Detail-preserving pansharpening through high-frequency information injection


ÇİVİCİOĞLU BEŞDOK P., BEŞDOK E., Aksu G.

Advances in Space Research, cilt.77, sa.9, ss.8956-8981, 2026 (SCI-Expanded, Scopus) identifier

  • Yayın Türü: Makale / Tam Makale
  • Cilt numarası: 77 Sayı: 9
  • Basım Tarihi: 2026
  • Doi Numarası: 10.1016/j.asr.2026.02.089
  • Dergi Adı: Advances in Space Research
  • Derginin Tarandığı İndeksler: Science Citation Index Expanded (SCI-EXPANDED), Scopus, Artic & Antarctic Regions, Compendex, INSPEC, MEDLINE
  • Sayfa Sayıları: ss.8956-8981
  • Anahtar Kelimeler: Colony-based search algorithm, Detail injection, Pansharpening
  • Erciyes Üniversitesi Adresli: Evet

Özet

Pansharpening, a super-resolution imaging technique, involves the fusion of high-resolution panchromatic images with lower-resolution multispectral images to generate a high-resolution pansharpened image. This technique offers significant advantages, including simplified sensor design, efficient utilization of communication bandwidth, and conservation of onboard energy in unmanned aerial vehicles. Pansharpening is particularly crucial in aerial and aerospace imaging applications. It mitigates payload capacity and energy constraints in multi-sensor imaging systems, facilitates efficient processing of large-scale datasets in remote sensing platforms, and minimizes telemetric transmission costs in satellite-based Earth observation missions. However, current pansharpening algorithms often fail to fully preserve the spatial details of panchromatic images and the spectral integrity of multispectral images, resulting in spatial degradation and spectral distortions.

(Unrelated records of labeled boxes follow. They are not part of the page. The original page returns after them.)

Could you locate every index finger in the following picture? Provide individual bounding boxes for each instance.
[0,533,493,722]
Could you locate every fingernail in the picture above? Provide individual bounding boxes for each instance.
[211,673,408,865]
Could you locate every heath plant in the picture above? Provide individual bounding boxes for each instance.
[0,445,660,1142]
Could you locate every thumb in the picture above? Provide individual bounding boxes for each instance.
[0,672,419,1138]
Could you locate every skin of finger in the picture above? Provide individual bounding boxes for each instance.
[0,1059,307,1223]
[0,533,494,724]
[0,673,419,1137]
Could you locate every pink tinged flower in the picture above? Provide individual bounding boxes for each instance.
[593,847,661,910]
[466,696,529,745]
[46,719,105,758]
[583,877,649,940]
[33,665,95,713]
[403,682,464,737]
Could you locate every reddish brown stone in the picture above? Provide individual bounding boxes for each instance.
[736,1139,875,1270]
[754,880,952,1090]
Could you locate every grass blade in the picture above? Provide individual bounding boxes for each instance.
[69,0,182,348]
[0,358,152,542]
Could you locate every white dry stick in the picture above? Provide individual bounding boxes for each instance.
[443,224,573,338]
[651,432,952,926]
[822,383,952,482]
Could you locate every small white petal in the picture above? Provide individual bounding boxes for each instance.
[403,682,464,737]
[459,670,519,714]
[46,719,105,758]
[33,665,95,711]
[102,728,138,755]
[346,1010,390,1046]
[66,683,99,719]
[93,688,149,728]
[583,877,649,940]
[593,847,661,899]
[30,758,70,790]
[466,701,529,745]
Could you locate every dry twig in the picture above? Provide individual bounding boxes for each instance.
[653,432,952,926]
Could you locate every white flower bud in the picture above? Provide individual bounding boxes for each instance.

This necessitates the development of advanced methodological approaches. The Detail-preserving pansharpening (DPAN) method introduced herein is a novel high-frequency detail injection algorithm that preserves detail during pansharpening. A key characteristic of DPAN is its simultaneous preservation of both spatial and spectral information, achieved through the optimization of structural parameters via Colony-Based Search Algorithm. In experimental validation, the performance of DPAN was benchmarked against 17 classical pansharpening methodologies and 3 deep neural network-based methods. Its capacity to preserve spatial and spectral information was objectively assessed using 9 image quality metrics. Statistical analysis confirmed that DPAN achieves superior performance compared to most of the conventional and deep learning-based pansharpening methods.